La voix du Corse Jean-Charles Santini ne ressemble à rien de commun, elle étale ses bizarres tonalités vinaigres au gré de mots saisis dans l’étreinte. Ce désir de s’emparer d’une chanson jusqu’à l’absolu qualifie assez bien la musique de Saint-André, baptisé ainsi en souvenir d’un village corse perdu dans la montagne. Saint-André, c’est une mise en sons mélodramatique où le texte suit la courbe d’un relationnel naturellement troublé : plusieurs moments confinent au sentiment d’une gloire potentielle, d’une réussite possible, d’un mirage à concrétiser. Il y a de l’équilibre funambule dans ce disque élégamment calibré par le producteur Ian Capple (Tindersticks, Bashung). Il y a, surtout, le talent polymorphe de Santini – chanteur-auteur et compositeur – apte à transformer ses ambitions en chansons fortes. Là où tant de groupes rêvent de grandeur, Saint-André l’exécute, la discipline, l’assimile. C’est vrai dans le Mauvaise Nuit pour George Best, hommage au footballeur et beautiful loser irlandais mort d’overdose de vie (et d’alcool) en 2005. Cela l’est autant dans Mille Amants amènes ou Est-ce que les hommes pleurent parfois ?. Le moment emblématique du disque reste la reprise de l’aznavourien Comme ils disent. La façon dont le tempo accélère l’original tout en respectant profondément sa dramatisation est impressionnante. » Le narrateur, noble de c£ur, montre au fur et à mesure de la chanson comment on juge sans cesse l’autre, explique Jean-Charles. Ce titre prouve que la musique n’a de sens que si elle est partagée. Donc, en concert, on va chercher les gens. »

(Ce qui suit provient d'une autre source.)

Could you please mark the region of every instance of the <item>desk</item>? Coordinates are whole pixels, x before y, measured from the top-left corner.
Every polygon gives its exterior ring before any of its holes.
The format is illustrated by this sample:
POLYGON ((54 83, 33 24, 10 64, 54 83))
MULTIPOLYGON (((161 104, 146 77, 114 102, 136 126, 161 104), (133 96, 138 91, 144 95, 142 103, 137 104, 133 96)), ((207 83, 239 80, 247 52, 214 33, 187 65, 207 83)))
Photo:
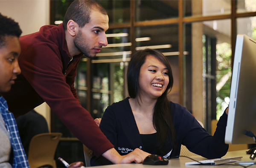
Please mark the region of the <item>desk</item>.
MULTIPOLYGON (((241 151, 233 151, 228 152, 227 154, 223 157, 229 157, 237 156, 243 157, 242 158, 242 161, 251 161, 249 158, 250 155, 246 154, 246 151, 248 151, 248 149, 243 150, 241 151)), ((200 156, 193 156, 190 157, 197 160, 201 160, 206 159, 205 158, 200 156)), ((144 165, 142 164, 124 164, 114 165, 108 165, 101 166, 93 167, 93 168, 241 168, 242 167, 237 165, 233 166, 230 165, 185 165, 185 163, 186 162, 192 162, 192 160, 189 158, 183 157, 180 157, 179 158, 173 159, 169 160, 169 164, 168 165, 144 165)), ((243 165, 246 166, 247 165, 243 165)), ((256 168, 256 165, 251 165, 250 168, 256 168)))

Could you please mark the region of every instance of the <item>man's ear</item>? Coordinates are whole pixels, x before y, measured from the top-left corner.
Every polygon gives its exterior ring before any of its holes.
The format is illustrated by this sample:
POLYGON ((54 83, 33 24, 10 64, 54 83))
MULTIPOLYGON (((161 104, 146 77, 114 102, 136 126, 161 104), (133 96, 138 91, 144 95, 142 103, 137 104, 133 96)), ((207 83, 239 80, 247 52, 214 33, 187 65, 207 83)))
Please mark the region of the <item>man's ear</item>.
POLYGON ((72 37, 78 32, 78 24, 73 20, 69 20, 67 24, 67 30, 72 37))

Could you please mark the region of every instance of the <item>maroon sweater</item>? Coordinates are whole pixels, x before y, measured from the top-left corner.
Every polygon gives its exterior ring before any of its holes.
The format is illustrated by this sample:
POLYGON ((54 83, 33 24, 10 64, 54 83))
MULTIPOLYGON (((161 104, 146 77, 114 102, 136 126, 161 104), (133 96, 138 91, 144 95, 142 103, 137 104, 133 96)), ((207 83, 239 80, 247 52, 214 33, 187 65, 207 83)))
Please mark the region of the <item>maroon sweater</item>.
POLYGON ((20 38, 21 74, 11 91, 2 93, 15 117, 46 102, 83 144, 99 156, 113 147, 80 104, 74 87, 82 54, 70 61, 62 24, 45 26, 20 38))

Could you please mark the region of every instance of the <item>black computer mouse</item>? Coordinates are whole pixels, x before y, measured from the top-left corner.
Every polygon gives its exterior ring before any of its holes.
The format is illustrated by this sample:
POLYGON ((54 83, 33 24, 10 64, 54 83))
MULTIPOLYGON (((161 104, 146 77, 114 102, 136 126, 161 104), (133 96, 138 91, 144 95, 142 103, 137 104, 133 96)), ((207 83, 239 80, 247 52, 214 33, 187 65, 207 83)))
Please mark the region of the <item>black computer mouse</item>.
POLYGON ((151 154, 148 156, 144 159, 143 164, 149 165, 166 165, 169 161, 160 156, 156 154, 151 154))

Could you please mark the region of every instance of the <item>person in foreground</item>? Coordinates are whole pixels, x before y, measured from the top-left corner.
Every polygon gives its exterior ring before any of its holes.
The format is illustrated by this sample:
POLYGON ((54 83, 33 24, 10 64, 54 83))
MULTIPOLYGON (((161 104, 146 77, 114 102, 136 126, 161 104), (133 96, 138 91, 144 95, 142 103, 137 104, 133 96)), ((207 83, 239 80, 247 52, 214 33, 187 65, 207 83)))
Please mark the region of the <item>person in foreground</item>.
MULTIPOLYGON (((19 37, 22 31, 17 22, 0 13, 0 91, 11 89, 20 73, 18 57, 20 53, 19 37)), ((29 168, 13 114, 0 95, 0 168, 29 168), (12 157, 11 157, 12 156, 12 157)), ((79 162, 69 168, 83 165, 79 162)))
MULTIPOLYGON (((180 155, 181 144, 207 158, 226 154, 227 110, 212 136, 185 107, 169 101, 173 80, 169 63, 161 52, 151 49, 137 52, 129 63, 127 83, 131 97, 108 106, 100 125, 121 155, 139 148, 172 158, 180 155)), ((111 164, 102 157, 91 159, 93 166, 111 164)))
POLYGON ((45 102, 68 128, 97 156, 115 163, 140 162, 148 154, 137 149, 121 156, 81 105, 74 81, 83 55, 96 57, 108 45, 107 11, 95 0, 75 0, 63 23, 46 25, 20 38, 21 74, 3 96, 15 117, 45 102))

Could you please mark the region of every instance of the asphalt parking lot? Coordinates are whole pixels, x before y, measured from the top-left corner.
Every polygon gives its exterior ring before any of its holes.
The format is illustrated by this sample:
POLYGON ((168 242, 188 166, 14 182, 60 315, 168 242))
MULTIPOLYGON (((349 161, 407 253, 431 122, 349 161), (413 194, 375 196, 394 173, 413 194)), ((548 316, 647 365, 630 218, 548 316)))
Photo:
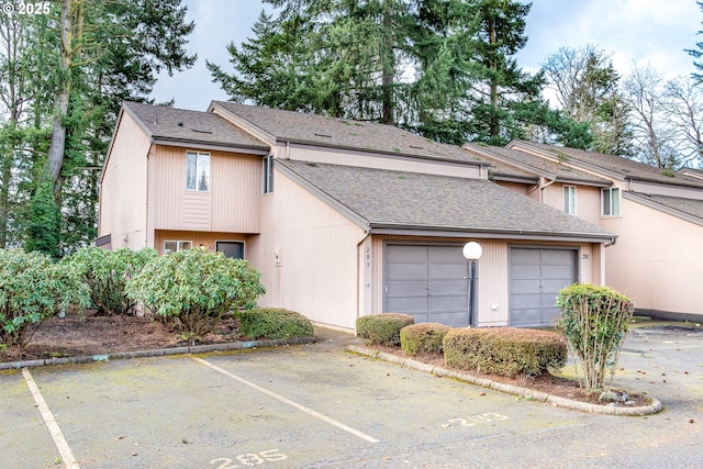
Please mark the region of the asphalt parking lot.
POLYGON ((2 468, 703 465, 703 333, 632 331, 615 386, 665 411, 585 414, 317 344, 0 372, 2 468))

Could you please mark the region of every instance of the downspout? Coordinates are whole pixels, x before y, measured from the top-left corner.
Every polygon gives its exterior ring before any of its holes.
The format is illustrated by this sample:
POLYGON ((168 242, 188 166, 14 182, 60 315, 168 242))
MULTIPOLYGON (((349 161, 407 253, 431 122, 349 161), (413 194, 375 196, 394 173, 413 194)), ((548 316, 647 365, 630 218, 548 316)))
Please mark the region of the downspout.
POLYGON ((531 193, 533 193, 536 190, 539 190, 539 202, 544 203, 544 190, 545 188, 548 188, 549 186, 551 186, 553 183, 557 182, 557 179, 549 179, 549 182, 545 181, 547 180, 547 178, 544 177, 539 177, 539 183, 537 186, 535 186, 532 190, 527 191, 527 196, 529 196, 531 193))

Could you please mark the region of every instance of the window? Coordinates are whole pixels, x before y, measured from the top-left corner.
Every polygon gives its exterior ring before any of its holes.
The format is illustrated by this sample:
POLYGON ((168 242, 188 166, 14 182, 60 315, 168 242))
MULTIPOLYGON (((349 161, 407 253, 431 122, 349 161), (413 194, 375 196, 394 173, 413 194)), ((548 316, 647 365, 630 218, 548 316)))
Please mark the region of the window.
POLYGON ((186 190, 210 190, 210 154, 186 152, 186 190))
POLYGON ((603 215, 620 215, 620 188, 603 189, 603 215))
POLYGON ((576 186, 563 187, 563 212, 576 215, 576 186))
POLYGON ((193 247, 193 243, 190 241, 165 241, 164 242, 164 255, 169 253, 178 253, 179 250, 186 250, 193 247))
POLYGON ((274 155, 264 158, 264 193, 274 192, 274 155))
POLYGON ((232 259, 244 259, 243 241, 216 241, 215 250, 232 259))

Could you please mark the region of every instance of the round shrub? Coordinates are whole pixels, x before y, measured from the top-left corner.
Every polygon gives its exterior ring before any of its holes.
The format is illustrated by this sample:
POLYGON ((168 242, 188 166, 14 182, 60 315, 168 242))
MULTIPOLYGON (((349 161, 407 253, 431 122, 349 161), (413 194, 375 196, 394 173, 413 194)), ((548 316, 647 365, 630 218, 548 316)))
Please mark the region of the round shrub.
POLYGON ((304 337, 315 334, 310 320, 294 311, 280 308, 257 308, 238 311, 238 332, 249 338, 304 337))
POLYGON ((199 248, 155 258, 127 281, 125 290, 193 340, 211 333, 225 313, 254 308, 265 292, 259 272, 246 260, 199 248))
POLYGON ((567 360, 567 344, 559 334, 528 328, 455 328, 443 346, 450 367, 507 377, 539 376, 567 360))
POLYGON ((400 330, 400 348, 408 355, 442 354, 442 340, 450 328, 438 323, 411 324, 400 330))
POLYGON ((400 345, 400 330, 414 322, 414 317, 410 314, 370 314, 356 320, 356 333, 367 344, 397 347, 400 345))

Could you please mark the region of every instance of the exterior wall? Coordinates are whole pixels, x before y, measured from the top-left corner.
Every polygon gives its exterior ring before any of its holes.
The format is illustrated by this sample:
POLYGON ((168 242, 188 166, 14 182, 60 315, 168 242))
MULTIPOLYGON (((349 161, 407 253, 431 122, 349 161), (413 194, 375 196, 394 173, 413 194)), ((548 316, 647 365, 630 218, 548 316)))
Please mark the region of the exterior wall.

Lorsqu’on évoque le buzz actuel entourant Saint-André, Santini garde la tête à bonne température, tiède : » La médiatisation est une notion qui m’échappe un peu : je sais que certains se magnifient au contact du succès et que d’autres basculent du côté obscur. » Le protagoniste principal de Saint-André, 28 ans, s’était installé à Liège pour des études de kiné. Le diplôme décroché, il est parti pour vivre une histoire d’amour à Paris. Entre-temps, il a fondé Saint-André avec trois musiciens Ardents et inspirés : Sam Voccla (guitares), Jeffo Sculfort (basse) et Thomas Jungblut (batterie). » A Liège, l’affectif et l’humain priment. Je suis un peu de l’avis de Rousseau même si ce que dit Voltaire est vrai ( rires) : la nature est bonne et cela se voit dans cette ville, qui est aussi un extraordinaire melting-pot musical. » Jean-Charles reconnaît l’identité locale légèrement surréaliste en reprenant dans Mille Amants amènes un texte du poète turco-liégeois, Selcuk Mutlu, écrivain de la tradition d’Izoard : » Dans ses mots quasiment porno, il y a de l’élégance et du libertinage. » Un sacré programme, que Saint-André assume tout en prenant à rebours ce qu’on pourrait attendre des quatre musiciens. La preuve, dans Papa est près de moi, où Santini et compagnie conjuguent la vision de l’enfant à sa hauteur, soit un mètre trente-sept. A ce moment précis, et à d’autres, Saint-André possède la grâce tactile de Serge Reggiani et un peu du panache musical de Radiohead : c’est dire que son arrivée sur la scène rock n’est pas anecdotique !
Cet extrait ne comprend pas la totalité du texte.